Тогда я дверь и закрыла…

В ту ночь мне казалось, что вернулась наша близость, что мы нужны друг другу, а размолвка наша – глупость, блажь. Верно Игорь говорил: мало ли чего между мужем и женой не бывает… Но проснулись утром – опять чужие. И говорить не о чем.

Игорь долго плескался в ванной, а вышел не свежий, хмурый. Молча покрутил бутылку с лошадью, но пить не стал, сдержался.

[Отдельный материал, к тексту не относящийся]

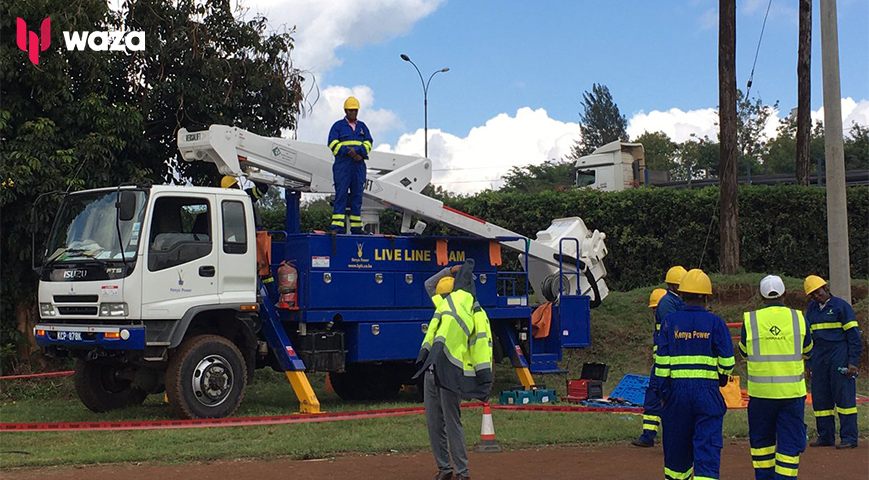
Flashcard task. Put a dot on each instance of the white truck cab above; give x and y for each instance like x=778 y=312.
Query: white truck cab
x=135 y=269
x=613 y=167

Спросил:

– Этот принес? – Я не ответила, и он, оглядевшись, снова спросил. – Пусто стало. И „телека“ нет. В ремонте?

– Продала. Деньги нужны были.

– Позвонила бы мне… Хотя ты же гордая. Он в карман полез, и у меня сердце сжалось: если сейчас деньги предложит, я себя посчитала б… Но у него хватило ума понять это – сигареты достал, закурил. – Ну ладно, поехали, подброшу тебя.

– Ты же сказал – без машины.

– Мало ли что… Поехали.

– Мне рядом, дойду.

– Ну смотри. Тогда я двинусь. Надо еще к себе заскочить, побриться. – Уже в дверях добавил: – Да, чуть главного не забыл. Двадцать первого у меня день рождения. Помнишь? Как раз суббота. Я заеду за тобой.

Последнюю фразу он все-таки чуть вопросительно произнес, хотя и старался изо всех сил казаться уверенным. И в глаза не смотрел, избегал моего взгляда.